To-night it was awake, and woke up others, Vere's nature and his.
"Where is the island, Gaspare?" cried Vere through the wind to him.
He waved one hand to the blackness before them.
She strained her eyes, then looked away towards where the land must be. At a long distance across the leaping foam she saw one light. As the boat rose and sank on the crests and into the hollows of the waves the light shone and faded, shone and faded. She guessed it to be a light at the Antico Giuseppone. Despite the head wind and the waves that met them the launch travelled bravely, and soon the light was gone. She told herself that it must have been at the Giuseppone, and that now they had got beyond the point, and were opposite to the harbor of the Villa Rosebery. But no lights greeted them from the White Palazzo in the wood, or from the smaller white house low down beside the sea. And again she looked straight forward.
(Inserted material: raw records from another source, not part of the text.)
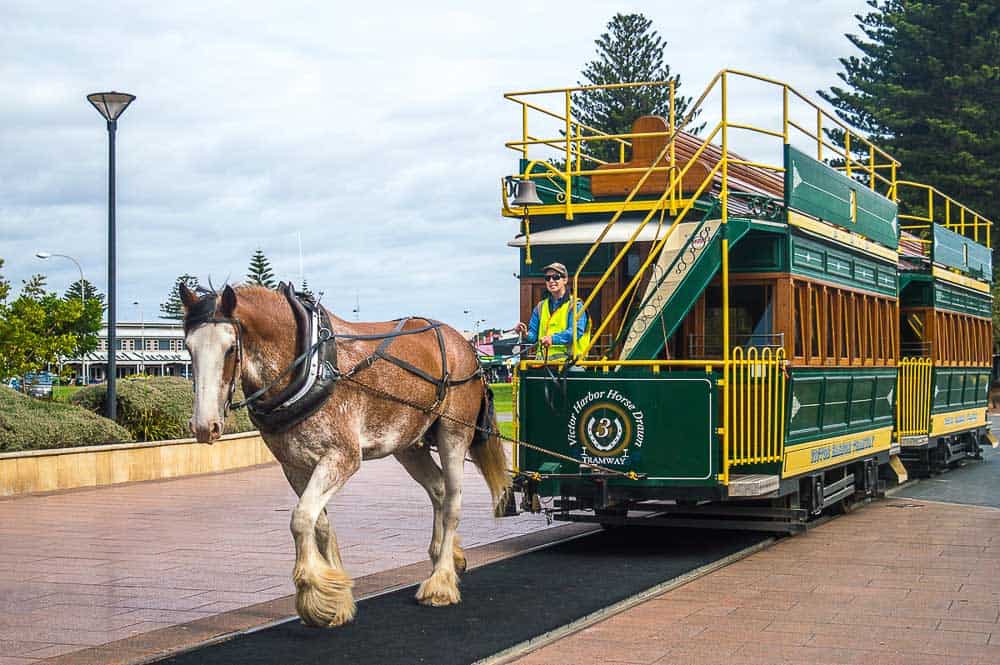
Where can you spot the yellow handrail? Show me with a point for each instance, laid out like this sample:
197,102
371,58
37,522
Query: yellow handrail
913,404
944,214
758,407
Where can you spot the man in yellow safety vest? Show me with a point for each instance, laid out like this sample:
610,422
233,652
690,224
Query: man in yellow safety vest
551,320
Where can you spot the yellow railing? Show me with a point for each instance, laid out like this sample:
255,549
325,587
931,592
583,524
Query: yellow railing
758,407
913,403
515,450
944,210
749,441
859,157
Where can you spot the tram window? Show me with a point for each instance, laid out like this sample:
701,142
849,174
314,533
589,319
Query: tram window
751,318
840,327
843,328
832,317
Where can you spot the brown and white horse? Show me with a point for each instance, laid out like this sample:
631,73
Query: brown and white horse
249,335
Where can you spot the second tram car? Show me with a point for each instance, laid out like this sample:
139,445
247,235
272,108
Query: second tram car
778,324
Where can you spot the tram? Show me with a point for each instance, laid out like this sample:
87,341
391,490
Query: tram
780,324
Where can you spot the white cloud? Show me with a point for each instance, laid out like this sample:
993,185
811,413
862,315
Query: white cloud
374,131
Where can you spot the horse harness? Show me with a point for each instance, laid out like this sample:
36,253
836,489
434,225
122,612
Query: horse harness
316,370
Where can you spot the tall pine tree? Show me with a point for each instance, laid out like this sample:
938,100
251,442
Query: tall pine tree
83,290
629,52
260,271
926,87
173,308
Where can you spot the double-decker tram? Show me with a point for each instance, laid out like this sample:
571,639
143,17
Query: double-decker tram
779,323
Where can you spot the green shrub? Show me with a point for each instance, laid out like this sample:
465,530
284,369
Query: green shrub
32,424
155,408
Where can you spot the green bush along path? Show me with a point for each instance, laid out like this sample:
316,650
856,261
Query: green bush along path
27,423
155,408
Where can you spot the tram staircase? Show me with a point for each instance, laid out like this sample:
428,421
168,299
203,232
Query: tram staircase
681,273
683,260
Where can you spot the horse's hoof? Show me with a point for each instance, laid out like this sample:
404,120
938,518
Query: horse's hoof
439,590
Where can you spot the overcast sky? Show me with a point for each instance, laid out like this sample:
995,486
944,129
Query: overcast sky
373,131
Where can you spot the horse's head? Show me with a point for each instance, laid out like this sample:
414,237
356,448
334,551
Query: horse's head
212,336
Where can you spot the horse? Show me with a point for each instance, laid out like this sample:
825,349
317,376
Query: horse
377,408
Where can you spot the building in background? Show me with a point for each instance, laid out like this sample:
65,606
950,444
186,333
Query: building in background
154,348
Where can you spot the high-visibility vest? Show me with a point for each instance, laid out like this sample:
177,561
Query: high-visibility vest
550,323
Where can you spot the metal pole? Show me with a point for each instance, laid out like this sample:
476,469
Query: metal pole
112,397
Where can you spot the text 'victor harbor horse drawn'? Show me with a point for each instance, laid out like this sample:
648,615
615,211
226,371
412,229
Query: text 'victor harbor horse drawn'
327,394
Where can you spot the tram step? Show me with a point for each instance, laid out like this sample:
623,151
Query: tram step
753,484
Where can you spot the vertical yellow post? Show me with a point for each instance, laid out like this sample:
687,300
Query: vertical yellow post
579,147
784,114
819,135
515,420
871,167
673,156
524,130
726,369
847,152
569,155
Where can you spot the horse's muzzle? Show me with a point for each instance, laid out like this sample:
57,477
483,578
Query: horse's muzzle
206,434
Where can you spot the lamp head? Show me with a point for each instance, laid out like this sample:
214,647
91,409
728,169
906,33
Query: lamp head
525,193
110,104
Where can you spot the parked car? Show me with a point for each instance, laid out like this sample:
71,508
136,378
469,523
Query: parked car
39,384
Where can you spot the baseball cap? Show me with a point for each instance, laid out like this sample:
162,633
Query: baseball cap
557,267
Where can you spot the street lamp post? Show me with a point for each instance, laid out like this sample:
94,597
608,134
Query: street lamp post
142,338
48,255
111,105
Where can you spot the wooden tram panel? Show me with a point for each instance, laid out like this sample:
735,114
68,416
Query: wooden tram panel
813,282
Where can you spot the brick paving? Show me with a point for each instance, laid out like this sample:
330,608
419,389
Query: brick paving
901,581
88,567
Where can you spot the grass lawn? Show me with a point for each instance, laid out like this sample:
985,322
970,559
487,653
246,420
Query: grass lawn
502,403
501,397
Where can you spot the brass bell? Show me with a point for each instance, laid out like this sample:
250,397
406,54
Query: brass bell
525,193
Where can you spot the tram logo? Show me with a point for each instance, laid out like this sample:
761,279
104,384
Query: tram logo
605,424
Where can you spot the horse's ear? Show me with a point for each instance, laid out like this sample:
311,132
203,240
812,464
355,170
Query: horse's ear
188,297
228,301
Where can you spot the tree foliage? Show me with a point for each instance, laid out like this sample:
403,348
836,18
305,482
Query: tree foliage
173,308
38,327
926,87
629,52
260,271
83,290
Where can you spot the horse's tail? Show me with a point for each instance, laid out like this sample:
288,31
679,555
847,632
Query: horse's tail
487,450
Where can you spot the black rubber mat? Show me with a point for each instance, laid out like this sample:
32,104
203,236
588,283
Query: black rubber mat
503,604
974,483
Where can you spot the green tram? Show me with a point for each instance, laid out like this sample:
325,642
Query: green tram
778,326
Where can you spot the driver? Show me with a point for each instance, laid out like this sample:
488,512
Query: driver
551,320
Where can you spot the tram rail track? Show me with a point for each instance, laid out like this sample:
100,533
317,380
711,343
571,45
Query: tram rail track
510,606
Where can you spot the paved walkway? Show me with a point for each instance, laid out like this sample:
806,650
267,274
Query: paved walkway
88,567
904,581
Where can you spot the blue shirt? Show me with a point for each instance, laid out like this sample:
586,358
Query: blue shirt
563,337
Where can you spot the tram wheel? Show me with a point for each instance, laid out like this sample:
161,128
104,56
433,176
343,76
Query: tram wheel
611,512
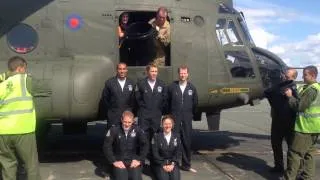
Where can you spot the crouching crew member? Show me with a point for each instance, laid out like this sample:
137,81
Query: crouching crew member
166,150
125,148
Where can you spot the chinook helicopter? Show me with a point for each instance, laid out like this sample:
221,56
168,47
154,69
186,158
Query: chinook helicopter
72,48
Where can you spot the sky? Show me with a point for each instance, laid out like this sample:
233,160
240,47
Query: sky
290,29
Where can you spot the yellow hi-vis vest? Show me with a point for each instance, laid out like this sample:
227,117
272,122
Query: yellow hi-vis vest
3,77
17,113
309,120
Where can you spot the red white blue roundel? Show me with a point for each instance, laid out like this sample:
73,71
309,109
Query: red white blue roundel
74,22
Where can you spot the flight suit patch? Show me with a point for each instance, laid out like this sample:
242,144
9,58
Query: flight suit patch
130,87
10,86
175,143
108,133
133,134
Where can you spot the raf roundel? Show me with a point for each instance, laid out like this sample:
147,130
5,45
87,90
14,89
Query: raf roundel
74,22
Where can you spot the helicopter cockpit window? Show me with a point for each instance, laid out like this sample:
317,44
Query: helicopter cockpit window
245,30
22,39
270,70
227,33
239,64
223,8
221,34
139,42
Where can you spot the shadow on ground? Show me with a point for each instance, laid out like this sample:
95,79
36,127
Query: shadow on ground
208,140
72,148
248,164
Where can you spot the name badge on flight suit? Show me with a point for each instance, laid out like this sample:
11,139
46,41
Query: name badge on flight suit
175,143
133,134
130,87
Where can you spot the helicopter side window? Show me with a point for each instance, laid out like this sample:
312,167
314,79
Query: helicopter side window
221,34
239,64
270,71
227,33
233,33
245,29
22,39
138,44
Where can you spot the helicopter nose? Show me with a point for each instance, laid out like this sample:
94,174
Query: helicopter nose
271,67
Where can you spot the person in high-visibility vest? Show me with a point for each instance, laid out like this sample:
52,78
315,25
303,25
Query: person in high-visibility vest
17,123
307,127
3,76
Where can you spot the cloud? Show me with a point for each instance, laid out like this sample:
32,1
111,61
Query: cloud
260,16
305,52
261,37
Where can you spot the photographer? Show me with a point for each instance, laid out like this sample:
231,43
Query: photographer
283,117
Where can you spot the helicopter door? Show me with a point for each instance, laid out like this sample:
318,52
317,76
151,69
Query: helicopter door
137,48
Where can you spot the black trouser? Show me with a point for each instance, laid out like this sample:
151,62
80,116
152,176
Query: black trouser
183,125
128,173
280,132
23,145
163,175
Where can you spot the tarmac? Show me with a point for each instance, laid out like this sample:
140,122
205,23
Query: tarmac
241,150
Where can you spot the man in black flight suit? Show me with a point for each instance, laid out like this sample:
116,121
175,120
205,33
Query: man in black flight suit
151,96
126,147
283,118
118,95
183,100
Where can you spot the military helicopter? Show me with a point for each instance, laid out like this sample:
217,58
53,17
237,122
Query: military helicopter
72,48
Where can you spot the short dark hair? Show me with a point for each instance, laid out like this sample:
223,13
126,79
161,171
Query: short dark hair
15,62
168,116
128,114
162,9
183,67
312,70
120,64
150,66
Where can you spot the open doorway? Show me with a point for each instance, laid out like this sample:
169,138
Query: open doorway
138,39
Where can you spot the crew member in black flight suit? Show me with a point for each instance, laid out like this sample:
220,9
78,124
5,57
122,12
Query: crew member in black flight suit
283,117
126,147
151,96
166,151
118,95
183,100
Now she was intent on San Francesco. She was thinking of him, of the Pool, of the island. And she thrilled with joy at the thought of the wonderful wildness of her home. As they drew on towards it the waves were bigger, the wind was stronger. Even on calm nights there was always a breeze when one had passed the Giuseppone going towards Ischia, and beyond the island there was sometimes quite a lively sea. What would it be to-night? Her heart cried out for a crescendo. Within her, at that moment, was a desire like the motorist's for speed. More! more! More wind! More sea! More uproar from the elements!
And San Francesco all alone in this terrific blackness! Had he not been dashed from his pedestal by the waves? Was the light at his feet still burning?
"Il Santo!" she said to Gaspare.
He bent his head till it was close to her lips.